OpenCSV handles embedded commas, quotes and newlines, so the output re-imports cleanly everywhere.

Encoding and batch files

Always specify the charset when reading and writing, as shown above with StandardCharsets.UTF_8, to avoid platform-default surprises. To convert a directory, list the files and run the same logic per file:

Java — convert every .txt in a folder
import java.nio.file.*;
import java.util.stream.*;

try (Stream<Path> files = Files.list(Paths.get("."))) {
    files.filter(p -> p.toString().endsWith(".txt")).forEach(p -> {
        // call your convert(p, outputPath) method here
    });
}
Good to know

Robustness tips for Java

The dependency-free approach is fine for trusted, simple input, but production code should assume data is messy. Splitting on a delimiter with String.split silently mishandles quoted fields that contain the delimiter or a newline — OpenCSV (or Apache Commons CSV) exists precisely to get those cases right, so prefer it whenever the source is not fully under your control.
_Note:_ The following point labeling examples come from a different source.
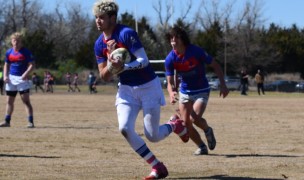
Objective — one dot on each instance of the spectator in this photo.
(92, 83)
(259, 79)
(36, 82)
(244, 82)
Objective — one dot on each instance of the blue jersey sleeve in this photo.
(169, 65)
(98, 49)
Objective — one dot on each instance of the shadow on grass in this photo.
(252, 155)
(225, 177)
(28, 156)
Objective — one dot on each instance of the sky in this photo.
(281, 12)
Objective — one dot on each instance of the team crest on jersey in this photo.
(133, 40)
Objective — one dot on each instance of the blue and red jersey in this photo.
(190, 68)
(127, 38)
(18, 60)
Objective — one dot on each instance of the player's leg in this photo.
(11, 95)
(199, 107)
(127, 115)
(11, 92)
(25, 97)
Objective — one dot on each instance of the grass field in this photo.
(76, 137)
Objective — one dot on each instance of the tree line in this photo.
(63, 39)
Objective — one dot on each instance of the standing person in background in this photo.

Always specify the charset explicitly with StandardCharsets.UTF_8; relying on the platform default makes the same code behave differently on different machines. Remember to pass -1 as the limit to String.split if you need to preserve trailing empty fields, which the default drops. For very large files, stream line by line with a BufferedReader rather than reading the whole file into memory, and flush and close writers in a try-with-resources block so no data is lost on an exception. A quick verification is to re-read the generated CSV with the same library and assert the column count matches your expectation.

If your data maps to a fixed structure, OpenCSV can bind rows directly to Java beans with CsvToBeanBuilder, and write beans back out, which is cleaner than handling raw String[] arrays. Add the dependency through Maven or Gradle so the library and its version are managed for you rather than dropping a jar on the classpath by hand.

In short, use OpenCSV for any data that is not fully under your control, specify UTF-8 explicitly, and stream large files rather than loading them whole. With those habits, a few lines of Java convert text to CSV reliably as part of any service or batch job.

FAQ

Convert Text File to CSV in Java — FAQ

How do I convert text to CSV in Java?

Read lines with a BufferedReader and write comma-joined output, or use OpenCSV for automatic quoting.

Which CSV library should I use?

OpenCSV or Apache Commons CSV; both handle quoting and embedded newlines correctly.

How do I handle UTF-8?

Pass StandardCharsets.UTF_8 to the reader and writer.

How do I keep empty fields?

Use line.split("\t", -1) — the -1 limit preserves trailing empty values.